Monday, September 19, 2011

Pizza Swirl Bread = A Delish Treat

I know, I know, this blog is a place to find all things healthy and what we can do in our own homes to make our footprint on this Earth smaller, UNTIL....I found this recipe!  How Sweet It Is is another blog I follow.  She sends out recipes almost daily and the morning I read this one, I couldn't get it out of my head.  So, this last trip to the grocery store included buying cheese, pepperoni and pizza dough!  Healthy, eh?  I must secondly admit that I cheated and did not make the dough from scratch - I bought it!  Shh....don't tell, it will be our secret :)  The final product had me making a HUGE piggy of myself - I was hoping my 6.5 year old wouldn't want seconds...she did, of course because it was THAT good!  I did my best at making it as healthy as it can be by using my Homemade Roasted Marinara Sauce and serving it with a huge green and fruit salad :)  Enjoy!

Pizza Swirl Bread
[adapted from martha]
makes one loaf
4 tablespoons butter
1/3 cup milk
1/4 cup warm water
2 1/4 teaspoons active dry yeast
1 teaspoon sugar
1 large egg
2 1/4 cups all-purpose flour
1/2 teaspoon salt
2 garlic cloves, minced
6 ounces provolone cheese, freshly grated
4 ounces grated Parmesan cheese
20-30 slices pepperoni, or however much you would like
1/3 cup tomato sauce, or more if desired
1 tablespoons Italian seasoning

1. In a small saucepan, combine milk and 2 tablespoons butter over low heat. Heat until bubbles appear on the sides then turn off heat and set aside.

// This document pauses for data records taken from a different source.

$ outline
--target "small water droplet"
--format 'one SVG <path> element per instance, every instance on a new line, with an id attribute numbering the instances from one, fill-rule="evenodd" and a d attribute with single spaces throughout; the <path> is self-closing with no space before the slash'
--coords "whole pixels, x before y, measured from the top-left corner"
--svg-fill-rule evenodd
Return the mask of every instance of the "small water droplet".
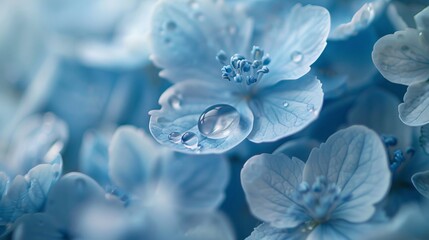
<path id="1" fill-rule="evenodd" d="M 191 150 L 198 149 L 198 136 L 193 132 L 185 132 L 181 138 L 182 144 Z"/>
<path id="2" fill-rule="evenodd" d="M 167 29 L 167 31 L 174 31 L 177 28 L 177 25 L 175 22 L 173 21 L 168 21 L 165 24 L 165 29 Z"/>
<path id="3" fill-rule="evenodd" d="M 295 63 L 301 62 L 303 58 L 304 56 L 302 55 L 302 53 L 298 51 L 293 52 L 291 56 L 292 61 L 294 61 Z"/>
<path id="4" fill-rule="evenodd" d="M 182 107 L 182 98 L 178 95 L 173 95 L 168 99 L 168 103 L 174 109 L 180 109 Z"/>
<path id="5" fill-rule="evenodd" d="M 171 39 L 170 39 L 170 38 L 164 38 L 164 42 L 165 42 L 166 44 L 169 44 L 169 43 L 171 42 Z"/>
<path id="6" fill-rule="evenodd" d="M 172 132 L 168 134 L 168 140 L 174 143 L 179 143 L 182 140 L 182 134 L 179 132 Z"/>
<path id="7" fill-rule="evenodd" d="M 314 104 L 307 104 L 307 111 L 309 111 L 309 112 L 314 112 Z"/>
<path id="8" fill-rule="evenodd" d="M 222 139 L 235 131 L 240 124 L 240 113 L 227 104 L 207 108 L 200 116 L 198 130 L 211 139 Z"/>
<path id="9" fill-rule="evenodd" d="M 398 39 L 404 39 L 404 34 L 402 33 L 398 34 Z"/>
<path id="10" fill-rule="evenodd" d="M 284 102 L 283 103 L 283 107 L 288 107 L 289 106 L 289 103 L 288 102 Z"/>

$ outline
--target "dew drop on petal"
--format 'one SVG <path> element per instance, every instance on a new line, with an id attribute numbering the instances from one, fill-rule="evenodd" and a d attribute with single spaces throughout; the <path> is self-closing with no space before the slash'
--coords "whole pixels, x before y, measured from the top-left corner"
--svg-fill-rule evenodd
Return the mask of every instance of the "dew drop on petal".
<path id="1" fill-rule="evenodd" d="M 410 48 L 408 47 L 408 46 L 406 46 L 406 45 L 403 45 L 402 47 L 401 47 L 401 51 L 402 52 L 407 52 L 407 51 L 409 51 L 410 50 Z"/>
<path id="2" fill-rule="evenodd" d="M 192 150 L 198 149 L 198 136 L 193 132 L 185 132 L 181 137 L 181 142 L 186 148 Z"/>
<path id="3" fill-rule="evenodd" d="M 299 62 L 301 62 L 303 58 L 304 58 L 304 56 L 303 56 L 303 55 L 302 55 L 302 53 L 301 53 L 301 52 L 299 52 L 299 51 L 295 51 L 295 52 L 293 52 L 293 53 L 292 53 L 292 55 L 291 55 L 291 59 L 292 59 L 292 61 L 294 61 L 295 63 L 299 63 Z"/>
<path id="4" fill-rule="evenodd" d="M 207 108 L 198 120 L 200 133 L 211 139 L 222 139 L 233 133 L 240 124 L 240 113 L 227 104 Z"/>
<path id="5" fill-rule="evenodd" d="M 289 107 L 289 103 L 288 102 L 284 102 L 283 103 L 283 107 Z"/>
<path id="6" fill-rule="evenodd" d="M 168 99 L 168 103 L 173 109 L 180 109 L 182 106 L 182 98 L 177 95 L 173 95 Z"/>
<path id="7" fill-rule="evenodd" d="M 182 140 L 182 134 L 179 132 L 172 132 L 168 134 L 168 140 L 174 143 L 179 143 Z"/>

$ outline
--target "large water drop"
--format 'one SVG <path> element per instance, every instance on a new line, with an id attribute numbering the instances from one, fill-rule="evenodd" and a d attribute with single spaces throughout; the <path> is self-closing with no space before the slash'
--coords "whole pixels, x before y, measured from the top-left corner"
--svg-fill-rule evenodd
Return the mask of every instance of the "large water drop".
<path id="1" fill-rule="evenodd" d="M 240 124 L 240 113 L 227 104 L 213 105 L 200 116 L 198 130 L 211 139 L 222 139 L 233 133 Z"/>

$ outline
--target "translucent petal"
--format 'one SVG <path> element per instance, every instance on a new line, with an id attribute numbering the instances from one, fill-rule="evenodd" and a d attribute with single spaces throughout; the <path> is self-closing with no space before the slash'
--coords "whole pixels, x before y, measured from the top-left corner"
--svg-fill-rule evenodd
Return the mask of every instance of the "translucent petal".
<path id="1" fill-rule="evenodd" d="M 429 198 L 429 171 L 414 174 L 411 181 L 420 194 Z"/>
<path id="2" fill-rule="evenodd" d="M 143 131 L 119 127 L 109 146 L 109 175 L 113 183 L 128 193 L 145 195 L 153 186 L 157 160 L 163 149 Z"/>
<path id="3" fill-rule="evenodd" d="M 57 165 L 40 164 L 25 176 L 14 177 L 0 200 L 2 221 L 11 223 L 23 214 L 40 211 L 60 172 Z"/>
<path id="4" fill-rule="evenodd" d="M 221 212 L 195 214 L 187 217 L 183 230 L 186 240 L 235 240 L 228 218 Z"/>
<path id="5" fill-rule="evenodd" d="M 319 145 L 320 142 L 303 137 L 285 142 L 273 153 L 283 153 L 287 156 L 294 156 L 299 159 L 308 159 L 308 155 L 310 155 L 311 150 Z"/>
<path id="6" fill-rule="evenodd" d="M 152 60 L 170 81 L 222 84 L 217 53 L 244 54 L 251 28 L 251 21 L 222 1 L 161 1 L 152 18 Z"/>
<path id="7" fill-rule="evenodd" d="M 374 45 L 372 59 L 380 73 L 394 83 L 410 85 L 429 77 L 429 44 L 421 40 L 415 29 L 380 38 Z"/>
<path id="8" fill-rule="evenodd" d="M 429 82 L 410 85 L 404 95 L 404 103 L 398 107 L 399 117 L 408 126 L 429 123 Z"/>
<path id="9" fill-rule="evenodd" d="M 72 172 L 64 175 L 51 189 L 45 212 L 52 216 L 61 229 L 70 233 L 75 226 L 75 216 L 86 204 L 105 201 L 104 190 L 88 176 Z"/>
<path id="10" fill-rule="evenodd" d="M 304 162 L 284 154 L 261 154 L 247 160 L 241 184 L 253 215 L 279 228 L 300 224 L 301 216 L 287 211 L 297 204 L 291 193 L 301 183 L 303 169 Z"/>
<path id="11" fill-rule="evenodd" d="M 160 110 L 151 111 L 150 130 L 154 138 L 163 145 L 186 153 L 220 153 L 242 142 L 253 126 L 253 115 L 245 99 L 230 90 L 203 82 L 177 83 L 165 91 L 159 99 Z M 239 125 L 222 139 L 204 137 L 198 129 L 200 115 L 209 107 L 226 104 L 240 114 Z M 180 137 L 190 132 L 196 134 L 195 146 L 181 143 Z M 177 133 L 177 140 L 170 134 Z M 198 146 L 198 145 L 199 146 Z"/>
<path id="12" fill-rule="evenodd" d="M 108 172 L 109 141 L 111 136 L 104 132 L 87 132 L 83 138 L 79 157 L 79 170 L 93 178 L 101 186 L 110 184 Z"/>
<path id="13" fill-rule="evenodd" d="M 326 46 L 330 18 L 325 8 L 295 5 L 282 23 L 262 40 L 261 47 L 271 56 L 263 86 L 304 76 Z"/>
<path id="14" fill-rule="evenodd" d="M 249 103 L 255 121 L 248 139 L 259 143 L 290 136 L 316 120 L 322 104 L 320 81 L 308 75 L 261 89 Z"/>
<path id="15" fill-rule="evenodd" d="M 207 211 L 215 209 L 224 200 L 229 165 L 222 156 L 176 153 L 164 164 L 161 184 L 173 192 L 177 209 Z"/>
<path id="16" fill-rule="evenodd" d="M 304 240 L 308 236 L 307 232 L 301 232 L 299 229 L 275 228 L 268 223 L 262 223 L 256 227 L 252 234 L 245 240 Z"/>
<path id="17" fill-rule="evenodd" d="M 310 153 L 303 179 L 308 183 L 324 176 L 335 183 L 342 196 L 351 199 L 338 206 L 332 219 L 364 222 L 375 211 L 374 204 L 387 193 L 391 173 L 384 145 L 378 134 L 363 126 L 340 130 Z"/>

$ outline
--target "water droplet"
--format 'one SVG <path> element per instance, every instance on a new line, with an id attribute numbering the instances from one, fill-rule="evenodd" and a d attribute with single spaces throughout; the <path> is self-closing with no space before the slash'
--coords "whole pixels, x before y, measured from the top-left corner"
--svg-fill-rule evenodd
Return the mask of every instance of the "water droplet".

2. Measure out 1/4 cup of warm water and combine it with yeast and sugar. Let sit for 5-10 minutes, until foamy. Optional: while yeast is is dissolving, stick pepperoni in the microwave on a paper towel lined plate for 30-40 seconds to remove a bit of grease. Lightly butter an 81/2 x 4 x 2 loaf pan.

3. Gently whisk the egg with the milk/butter mixture. In the bowl of an electric mixer (using dough hook attachment), combined flour and salt and lightly mix to combine. With the mixer on low speed, add in milk/butter mixture, then yeast mixture. Mix on medium speed until dough comes together, about 5-6 minutes. Remove dough from bowl and lightly flour your workspace, then knead by hand for a minute or two. Add a few more teaspoons of flour if dough is sticky until it becomes smooth.

4. Melt the two tablespoons of butter. Brush one tablespoon all over a bowl, then place dough in bowl and coat with butter. Cover the bowl and set in a warm place to double in size for about one hour.

5. Preheat oven to 350 degrees F.

6. After dough has risen, punch out the air bubbles, flour your workspace again, and roll into an 8 x 12 inch rectangle. Spread tomato sauce on first, then minced garlic, then provolone, then pepperoni, then Parmesan, then Italian seasoning. Starting at one of the short ends, tightly roll dough into a loaf. Place in loaf pan and brush with remaining melted butter, and sprinkle with Parmesan cheese.

7. Bake for 45-50 minutes, or until top is golden brown. Let cool for 30 minutes, then remove from pan.